Information systems in contrast focus upon data integrity as the single most important priority. Rollback and recovery are required to protect data integrity. Transactions and logical units of work are essential concepts. They require error handling to protect each unit of work. Information systems are often distributed, and the I/O devices range between man-machine interfaces or databases with large assortments of data points.

5.1.4 Implementation Issues

Regarding implementation issues, control systems have custom designed and developed operating systems and I/O drivers, with an emphasis on algorithmic solutions that are sometimes instantiated within hardware.

Information systems employ commercial off the shelf (COTS) operating systems, sometimes open source operating systems (e.g., Linux), middleware (e.g., JBOSS), COTS database management system software, sometimes open source database management system software (e.g., Hadoop, HBase), security software, network operating systems, programming languages, and Web-based infrastructure.

5.1.5 Test Issues

Regarding test issues, control systems have a variety of program-specific integration and test environments including host-based test beds, real-time closed loop test beds, real-time open loop test beds, and operational testing in a simulated environment.

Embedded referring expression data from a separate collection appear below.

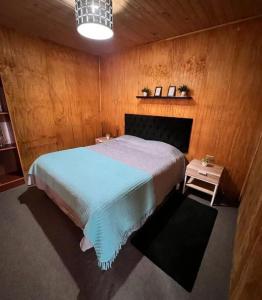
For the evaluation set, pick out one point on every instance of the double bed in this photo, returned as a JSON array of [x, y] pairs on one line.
[[110, 189]]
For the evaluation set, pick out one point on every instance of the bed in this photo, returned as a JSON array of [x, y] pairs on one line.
[[110, 189]]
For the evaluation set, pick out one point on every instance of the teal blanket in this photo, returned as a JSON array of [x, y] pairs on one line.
[[110, 197]]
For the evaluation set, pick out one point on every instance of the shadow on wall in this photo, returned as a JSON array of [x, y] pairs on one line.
[[65, 237]]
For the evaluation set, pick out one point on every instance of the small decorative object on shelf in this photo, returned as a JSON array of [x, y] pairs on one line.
[[171, 91], [158, 91], [204, 161], [146, 92], [183, 89]]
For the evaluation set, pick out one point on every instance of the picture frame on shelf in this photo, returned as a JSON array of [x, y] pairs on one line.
[[158, 91], [171, 91]]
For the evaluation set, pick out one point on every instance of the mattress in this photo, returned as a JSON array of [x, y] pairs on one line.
[[164, 163]]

Information systems often have program-independent unit test, integration test, user acceptance, and stress testing environments, as well as occasional additional environments, such as an emergency test environment to troubleshoot production without directly impacting the software development life cycle environments.

5.1.6 Cost Issues

Regarding cost factors, control systems employ product-specific materials, extensive labor requirements for development, and test deployment, development of program-specific integration and test environments, and manufacturing units of the system.

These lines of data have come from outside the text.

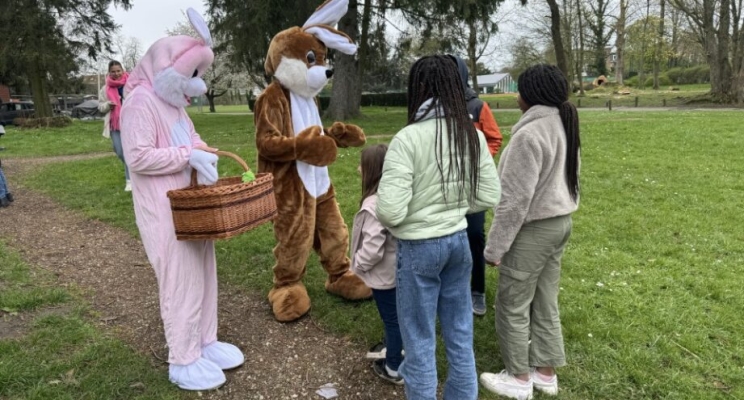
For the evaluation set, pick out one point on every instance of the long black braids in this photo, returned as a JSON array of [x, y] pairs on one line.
[[437, 78], [546, 85]]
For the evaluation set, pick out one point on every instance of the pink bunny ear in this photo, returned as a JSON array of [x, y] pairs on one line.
[[200, 26], [329, 13]]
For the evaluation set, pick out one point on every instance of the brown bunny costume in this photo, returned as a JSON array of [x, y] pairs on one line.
[[293, 145]]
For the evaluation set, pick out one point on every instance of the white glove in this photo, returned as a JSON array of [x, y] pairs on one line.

Information systems, on the other hand, have for each release systems analysis and design costs, software development labor, testing labor, and labor to maintain and support the application.

5.1.7 Profit Areas

The profit area for control systems is hardware unit production with breakeven usually 3 years after deployment.

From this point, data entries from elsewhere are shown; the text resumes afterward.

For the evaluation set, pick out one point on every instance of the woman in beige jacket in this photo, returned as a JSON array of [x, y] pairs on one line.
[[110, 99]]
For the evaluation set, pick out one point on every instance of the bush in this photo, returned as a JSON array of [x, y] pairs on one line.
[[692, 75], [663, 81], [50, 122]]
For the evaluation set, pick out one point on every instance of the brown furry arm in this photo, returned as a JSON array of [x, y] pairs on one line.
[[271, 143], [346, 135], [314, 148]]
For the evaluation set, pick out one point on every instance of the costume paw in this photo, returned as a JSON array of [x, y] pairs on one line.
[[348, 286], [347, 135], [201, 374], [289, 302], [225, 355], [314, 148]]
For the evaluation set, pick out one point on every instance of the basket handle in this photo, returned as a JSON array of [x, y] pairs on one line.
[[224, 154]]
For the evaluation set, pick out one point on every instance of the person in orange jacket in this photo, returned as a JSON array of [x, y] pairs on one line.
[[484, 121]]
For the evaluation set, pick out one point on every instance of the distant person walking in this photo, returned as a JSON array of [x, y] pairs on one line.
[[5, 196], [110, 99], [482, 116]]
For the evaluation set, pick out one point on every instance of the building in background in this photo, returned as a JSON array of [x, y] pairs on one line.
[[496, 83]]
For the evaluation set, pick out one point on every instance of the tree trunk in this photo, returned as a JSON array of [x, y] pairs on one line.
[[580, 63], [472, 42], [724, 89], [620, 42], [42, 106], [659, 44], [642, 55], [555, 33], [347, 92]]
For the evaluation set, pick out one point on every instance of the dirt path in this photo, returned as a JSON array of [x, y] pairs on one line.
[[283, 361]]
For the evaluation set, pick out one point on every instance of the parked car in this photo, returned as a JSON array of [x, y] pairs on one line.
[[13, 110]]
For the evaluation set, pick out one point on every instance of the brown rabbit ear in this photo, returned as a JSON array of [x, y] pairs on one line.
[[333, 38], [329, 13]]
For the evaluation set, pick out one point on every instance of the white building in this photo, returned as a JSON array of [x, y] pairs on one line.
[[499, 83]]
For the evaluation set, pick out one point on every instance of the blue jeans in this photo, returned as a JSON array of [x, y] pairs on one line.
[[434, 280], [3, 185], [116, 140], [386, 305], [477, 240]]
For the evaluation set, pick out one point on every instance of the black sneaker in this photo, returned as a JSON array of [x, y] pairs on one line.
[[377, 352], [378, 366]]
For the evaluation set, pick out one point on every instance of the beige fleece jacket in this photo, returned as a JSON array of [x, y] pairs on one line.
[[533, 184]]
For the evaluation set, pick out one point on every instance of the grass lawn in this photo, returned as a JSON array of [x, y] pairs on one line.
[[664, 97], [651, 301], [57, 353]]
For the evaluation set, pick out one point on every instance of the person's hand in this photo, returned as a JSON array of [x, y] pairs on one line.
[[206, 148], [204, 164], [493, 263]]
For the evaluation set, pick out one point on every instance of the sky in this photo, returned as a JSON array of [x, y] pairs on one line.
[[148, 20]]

Information system profit areas are numerous including profits generated for services rendered for the systems development life cycle, user support agreements, software support, maintenance, and software licensing potentially involving participation in the business profits.

5.1.8 Architectural Issues

The architectural artifacts and architectural disciplines of control systems and information systems are significantly different than one another. Even though objects in control systems are from the tangible physical world and information system objects are from the intangible intellectual world, the one thing they can share is an object-oriented approach to analysis, design, and implementation.

The application architecture for error handling is perhaps the most unsettling aspect to developers from the other system paradigm. On one hand, you don’t want a billion dollar aircraft falling out of the sky because it decided to perform a memory dump, but on the other hand, you also don’t want zero divide errors gracefully handled by explicitly being ignored in a global money transfer system.

We’ve only briefly covered the differences of controls systems and information systems mostly because this book would double in size if we addressed the architectural disciplines of control systems in the manner that we have done so for information systems.